28 Skill Learning: Some researchers regard SLA as ‘skill learning’. They suggest that most learning, including language learning, starts with declarative knowledge (knowledge that). Through practice, declarative knowledge may become procedural knowledge (knowledge how). Once skills become procedualized and automatized, thinking about the declarative knowledge while trying to perform the skill disrupts the smooth performance of it. In SLA, the path from declarative to procedural knowledge is often like classroom learning where rule learning is followed by practice.
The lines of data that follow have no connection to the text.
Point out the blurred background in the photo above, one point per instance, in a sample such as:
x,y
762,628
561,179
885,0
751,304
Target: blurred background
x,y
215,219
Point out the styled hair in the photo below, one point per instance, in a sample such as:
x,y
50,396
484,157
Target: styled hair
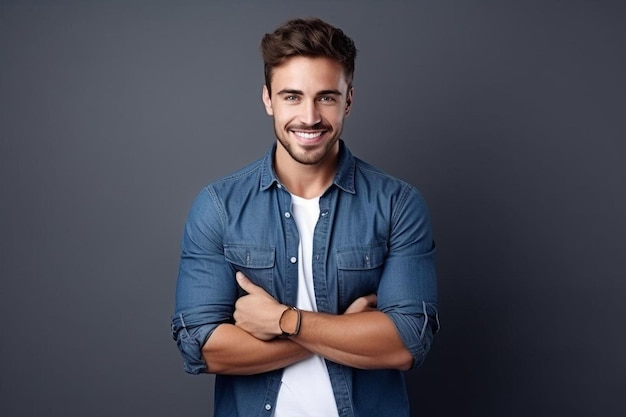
x,y
311,37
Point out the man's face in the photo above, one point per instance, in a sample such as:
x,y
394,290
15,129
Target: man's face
x,y
310,99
29 Restructuring: Sometimes changes in language behavior do not seem to be explainable in terms of a gradual build-up of fluency through practice. Restructuring may account for what appear to be sudden bursts of progress and apparent backsliding. It may result from the interaction of knowledge we already have and the acquisition of new knowledge (without extensive practice). e.g. “I saw” → “I seed” or “I sawed” – overapplying the general rule.

30 Transfer appropriate processing:
This hypothesizes that Information is best retrieved in situations that are similar to those in which it was acquired. This is because when we learn something our memories also record something about the context and the way in which it was learned. This can explain why knowledge that is acquired mainly in rule learning or drill activities may be easier to access on tests that resemble the learning activities than in communicative situation. On the other hand, if learners’ cognitive resources are occupied with a focus on meaning in communicative activities, they may find grammar tests very difficult.

31 Connectionism Connectionists attribute greater importance to the role of the environment than to any specific innate knowledge. They argue that what is innate is simply the ability to learn, not any specifically linguistic principles. They emphasize the frequency with which learners encounter specific linguistic features in the input and the frequency with which features occur together

32 Connectionists suggest that learners gradually build up their knowledge of language through exposure to the thousand of instances of the linguistic features they hear or see. Eventually, learners develop stronger mental ‘connections’ between the elements they have learned; thus, the presence of one situational or linguistic element will activate the other(s) in the learner’s mind. Evidence comes from the observation that much of the language we use in ordinary conversation is predictable or formulaic. Language is often learned in chunks larger than single words.

33 Sociocultural Perspective
Vygotsky’s sociocultural theory Language development takes place in the social interactions between individuals. Speaking (and writing) mediate thinking. Zone of proximal development (ZPD): when there is support from interaction with an interlocutor, the learner is capable of performing at a higher level. L2 learners advance to higher levels of linguistic knowledge when they collaborate and interact with speakers of the L2 who are more knowledgeable than they are.

34 Recap There is no agreement on a “complete” theory of second language acquisition yet. Each theoretical framework has a different focus and its limitations. Behaviorism: emphasizing stimuli and responses, but ignoring the mental processes that are involved in learning. Innatism: innate LAD, based on intuitions Information processing and connectionism: involving controlled laboratory experiments where human learning is similar to computer processing. Interactionist position: modification of interaction promotes language acquisition and development.

35 References Doughty, C. J. & Long, M.H. (eds.) (2003). The Handbook of Second Language Acquisition. Malden, MA: Blackwell. Gramley, S. & Gramley, V. (eds.) (2008). Bielefeld Introduction to Applied Linguistics. Bielefeld: Aithesis. Lightbown, P. M. & Spada, N. (2006). How Languages are Learned. 3rd Edition. Oxford: Oxford University Press.